Murder With Strings Attached by Mark Reutlinger Genre: Humorous Mystery
Sometimes even the most carefully conceived burglary can take an unexpected turn. Florence Palmer has her eye on concert violinist Aaron Levy's priceless violin. Unfortunately, she finds it's already been stolen. Her surprise doubles when the virtuoso she'd planned to burgle offers to hire her to help him steal it back. But they're not the only ones looking for the missing violin. When Flo inadvertently becomes the prime suspect in a case of murder, she and Aaron need to clear her name. Will they find the real killer and get the violin back to its rightful owner without anyone else, especially themselves, being killed?
I silently exhaled and opened the door of the closet a bit. I peeked out, and finding the coast indeed to be clear, stepped out.
The hunt was on.
From Janice’s description, the violin should have been in the closet, but I had been in the closet for quite a while, and so far as I could tell, I had not been accompanied in there by a violin. But it had been hard to search carefully without light and the risk of making noise, so now I opened the closet door again and checked more carefully, using my flashlight.
I looked around the room, which was almost as dark as the closet. Although it was a bright day, the real maid had closed the heavy red-and-gold tapestry drapes that were covering the full-wall windows, letting in almost no light. I didn’t want to risk turning on the lamps or the chandelier, casting light that might be noticed under the door from the hallway, so I still had to rely on my small flashlight to make my inspection of the premises. Waving it around to get my bearings, I could see that the fancy chandelier that hung from the ceiling was comparable in elegance to those hanging in the lobby, but on a smaller scale. Even in the limited light, its crystal bangles twinkled and sparkled expensively. Unfortunately, it was too big to take away with me.
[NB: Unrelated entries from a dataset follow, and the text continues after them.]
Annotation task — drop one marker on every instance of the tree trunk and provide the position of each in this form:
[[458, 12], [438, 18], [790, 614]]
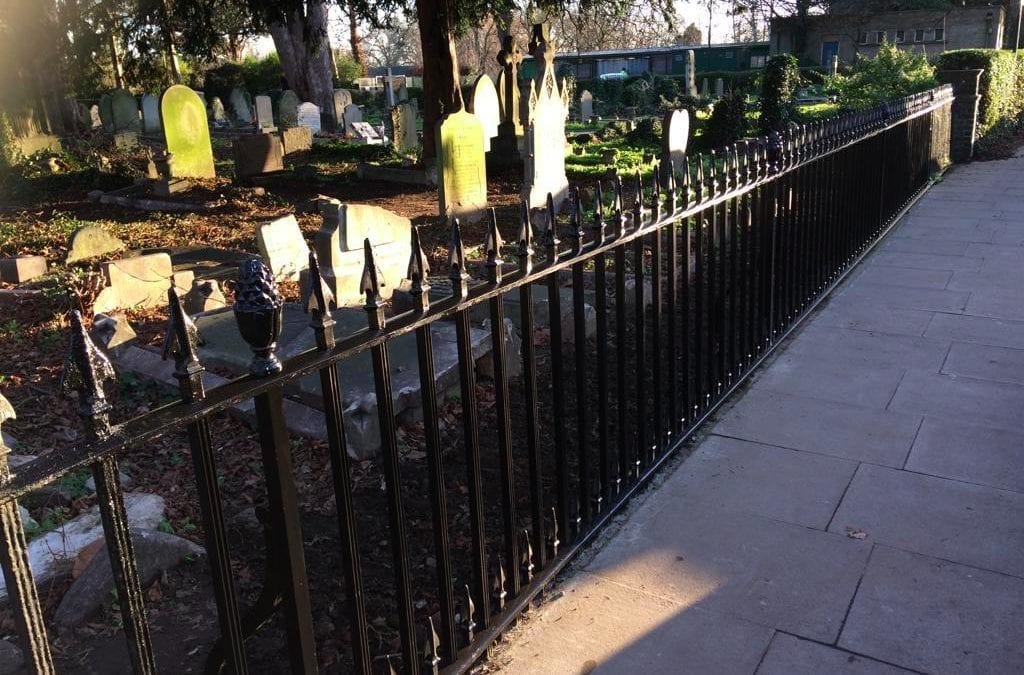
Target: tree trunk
[[441, 92], [306, 60]]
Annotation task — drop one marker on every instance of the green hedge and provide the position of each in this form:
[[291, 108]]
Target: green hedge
[[1001, 83]]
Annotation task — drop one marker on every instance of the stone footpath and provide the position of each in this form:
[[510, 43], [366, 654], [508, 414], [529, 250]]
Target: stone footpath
[[860, 508]]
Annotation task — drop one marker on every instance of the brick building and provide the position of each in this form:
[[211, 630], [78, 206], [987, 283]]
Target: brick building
[[853, 33]]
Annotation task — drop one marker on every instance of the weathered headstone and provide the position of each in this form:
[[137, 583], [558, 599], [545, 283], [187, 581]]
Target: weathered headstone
[[283, 248], [264, 114], [125, 111], [545, 157], [151, 114], [240, 107], [339, 247], [217, 115], [483, 104], [308, 115], [675, 135], [186, 133], [296, 139], [352, 113], [90, 242], [463, 174], [288, 110], [257, 154], [586, 106], [691, 73]]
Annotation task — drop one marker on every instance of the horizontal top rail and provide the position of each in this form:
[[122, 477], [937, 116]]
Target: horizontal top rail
[[747, 167]]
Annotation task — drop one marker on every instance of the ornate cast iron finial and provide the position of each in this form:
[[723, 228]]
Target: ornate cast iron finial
[[86, 370], [417, 272], [493, 246], [259, 313], [457, 262]]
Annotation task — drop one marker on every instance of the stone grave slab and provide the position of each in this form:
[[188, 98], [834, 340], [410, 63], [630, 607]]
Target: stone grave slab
[[288, 110], [296, 139], [339, 248], [463, 175], [309, 117], [257, 155], [90, 242], [186, 133], [586, 106], [483, 103], [283, 248], [151, 114], [124, 110], [264, 114]]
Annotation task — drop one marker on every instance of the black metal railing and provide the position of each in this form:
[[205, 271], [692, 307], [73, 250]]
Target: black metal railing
[[723, 264]]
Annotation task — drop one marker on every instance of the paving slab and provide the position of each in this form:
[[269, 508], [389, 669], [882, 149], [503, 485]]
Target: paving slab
[[601, 627], [951, 449], [788, 655], [829, 380], [821, 426], [981, 330], [771, 573], [726, 473], [937, 617], [978, 402], [958, 521]]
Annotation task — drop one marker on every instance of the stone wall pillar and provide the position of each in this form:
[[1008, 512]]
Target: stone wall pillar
[[967, 85]]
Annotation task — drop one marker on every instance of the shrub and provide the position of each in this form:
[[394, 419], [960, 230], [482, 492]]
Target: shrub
[[778, 86], [892, 74], [1001, 83]]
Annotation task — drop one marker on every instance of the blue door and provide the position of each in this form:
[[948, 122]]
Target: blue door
[[828, 49]]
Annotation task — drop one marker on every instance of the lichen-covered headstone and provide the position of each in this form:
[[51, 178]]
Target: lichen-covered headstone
[[241, 108], [288, 110], [675, 135], [485, 107], [308, 115], [351, 114], [186, 133], [586, 106], [125, 111], [151, 114], [463, 174]]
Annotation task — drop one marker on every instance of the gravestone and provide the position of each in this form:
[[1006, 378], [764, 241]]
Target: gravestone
[[308, 115], [217, 111], [403, 125], [691, 73], [462, 172], [352, 113], [107, 113], [586, 106], [151, 114], [186, 133], [256, 155], [296, 139], [288, 110], [339, 247], [264, 114], [240, 107], [483, 103], [125, 111], [675, 135], [342, 97], [283, 248], [544, 160]]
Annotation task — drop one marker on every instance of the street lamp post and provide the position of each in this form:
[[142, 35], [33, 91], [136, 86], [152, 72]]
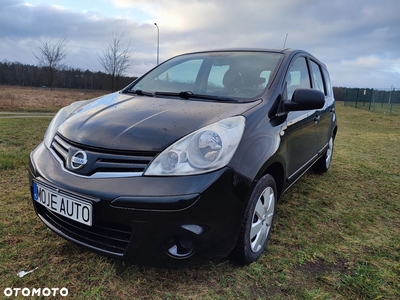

The rest of the room’s décor was similarly opulent. The coffee table, either antique French provincial or a good imitation thereof, was painted in a light cream color, as was the large credenza against the far wall, probably filled with complimentary drinks and snacks. Two overstuffed chairs were upholstered in the same pattern as the drapes. The walls were covered in an old-fashioned floral-patterned wallpaper, with the carved-wood moldings painted to match the furnishings. I aimed my flashlight on all the room’s surfaces, looking for my prize.
Alas, no violin.
I tried the doors on the far wall. The bathroom provided no place for a violin to hide. Behind another door was a bedroom, in which a four-poster bed resided. It was covered by an elegant canopy of red and gold tapestry that matched the drapes and chairs. A highboy and a vanity table completed the bedroom furnishings. I saw nothing interesting in plain sight, so I checked the bedroom closet and then lay flat on the carpet and peeked under the bed.
Still no violin.
I was beginning to think that Aaron Levy had deliberately thwarted me by taking his violin with him or putting it in the safe—an ungentlemanly thing for him to do, given all the time and effort I was putting into finding it. I returned to the front room and was about to check the last remaining door—probably a connection to the neighboring suite—when I almost tripped over something sticking out from under the sofa. I reached down to shove it back out of the way.
How could someone treat an instrument so valuable in such a cavalier manner, I wondered. More and more it seemed as if Mr. Aaron Levy was entirely too careless and had to be relieved of this heavy responsibility before someone…well…stole the damn thing!
And I was just the woman to do it. I opened the case and lifted up my trophy, held my flashlight close to it, and with great satisfaction, began to examine it lovingly.
And that’s when the lights came on.
Mark Reutlinger is the author of the novels "Made in China," "Murder with Strings Attached," and the "Mrs. Kaplan" cozy mystery series, as well as "Sister-in-Law" under the pen name M. R. Morgan. He is a professor of law emeritus at Seattle University. Born in San Francisco, Mark graduated from UC Berkeley and now lives with his wife, Analee, in University Place, Washington. When not reading or writing, Mark enjoys tennis, biking, playing the clarinet (in the Tacoma Concert Band), sports cars, and various arts and crafts. He doesn't know where he finds time for it all.